Kat swan-dived off her bulldozer as Ghost Patrol’s six-gun trucks rocketed through the gap her team carved through reality. With every trigger on full automatic, the raiders unleashed a tsunami of suppressive fire in every direction. The enemy’s fire wavered for a moment, yet Kat didn’t join in. She snagged the rear fender of the last, unarmed civilian truck in the convoy. Capson grimaced from the driver’s seat, flashing past without slowing.
“Faster, Capson! It’s just a rental.” Kat instinctively dived for cover inside the truck bed as the looming flak tower eviscerated one of Captain Owen’s nearby vehicles with an 88mm shell. She chuckled at the compressed gas canisters all around her and grabbed a handhold.
Capson slid even lower in his seat and redlined the engine.

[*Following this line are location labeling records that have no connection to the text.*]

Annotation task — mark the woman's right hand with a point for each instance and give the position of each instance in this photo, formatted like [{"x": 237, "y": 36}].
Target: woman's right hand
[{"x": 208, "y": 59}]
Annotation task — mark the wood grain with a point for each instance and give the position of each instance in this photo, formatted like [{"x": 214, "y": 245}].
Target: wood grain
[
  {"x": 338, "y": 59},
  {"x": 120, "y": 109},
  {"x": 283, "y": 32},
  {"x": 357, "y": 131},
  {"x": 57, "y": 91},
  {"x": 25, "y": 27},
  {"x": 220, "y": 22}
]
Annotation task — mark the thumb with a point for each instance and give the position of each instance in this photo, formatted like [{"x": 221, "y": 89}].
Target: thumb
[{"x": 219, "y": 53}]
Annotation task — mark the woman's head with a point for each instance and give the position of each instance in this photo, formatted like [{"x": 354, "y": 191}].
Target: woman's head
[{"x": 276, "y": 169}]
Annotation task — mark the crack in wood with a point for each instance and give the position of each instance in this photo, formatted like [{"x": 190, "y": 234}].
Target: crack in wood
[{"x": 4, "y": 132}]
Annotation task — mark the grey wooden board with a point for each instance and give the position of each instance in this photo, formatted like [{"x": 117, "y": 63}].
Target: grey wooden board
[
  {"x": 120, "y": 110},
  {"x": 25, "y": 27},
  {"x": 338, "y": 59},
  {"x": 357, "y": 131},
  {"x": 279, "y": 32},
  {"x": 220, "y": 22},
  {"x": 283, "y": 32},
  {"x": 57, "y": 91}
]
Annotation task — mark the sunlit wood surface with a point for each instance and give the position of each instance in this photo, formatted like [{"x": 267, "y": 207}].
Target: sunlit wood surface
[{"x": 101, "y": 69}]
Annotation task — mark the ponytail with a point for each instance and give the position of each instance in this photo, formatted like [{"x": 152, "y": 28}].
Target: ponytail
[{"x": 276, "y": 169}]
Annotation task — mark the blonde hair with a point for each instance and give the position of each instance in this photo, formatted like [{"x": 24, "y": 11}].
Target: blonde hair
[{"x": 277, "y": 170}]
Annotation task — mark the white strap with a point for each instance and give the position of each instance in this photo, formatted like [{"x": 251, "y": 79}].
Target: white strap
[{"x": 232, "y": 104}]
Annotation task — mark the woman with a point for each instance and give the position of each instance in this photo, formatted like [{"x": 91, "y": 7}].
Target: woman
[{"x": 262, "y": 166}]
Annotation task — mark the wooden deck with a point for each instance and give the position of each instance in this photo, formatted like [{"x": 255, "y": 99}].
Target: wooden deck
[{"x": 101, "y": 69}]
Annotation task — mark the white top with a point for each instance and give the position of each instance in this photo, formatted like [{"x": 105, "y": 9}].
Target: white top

“This isn’t my bailiwick! Wanna swap?”
Atkins waved as he jinked another armed truck millimeters past their hood. Capson pouted at Sergeant Dore, standing tall and rocking his favorite gun in the other vehicle. A bucket of spent brass and links cracked Capson’s windshield. The psychotic screaming from the rest of the patrol did the job as every German gun on the flak tower tracked the hornet cloud of raiders. They all ignored the unarmed construction truck zooming towards the flak tower while packed with compressed gas canisters.
And one high-explosive laughing redhead.
Kat bounced over and stuck her chin on his shoulder. “Don’t forget to jackknife at the last second. Those hinges open out.”
In three seconds, or three years to Capson’s fluttering heart, they raced so close to the tower that the roof guns couldn’t depress to reach them. Not for lack of trying though. Chunks of concrete rained down as someone above hammered the ramparts with a sledgehammer, giving a giant barrel a few extra degrees of firing room. The heat and shrapnel from the blasts smacking yards behind the truck edged ever closer.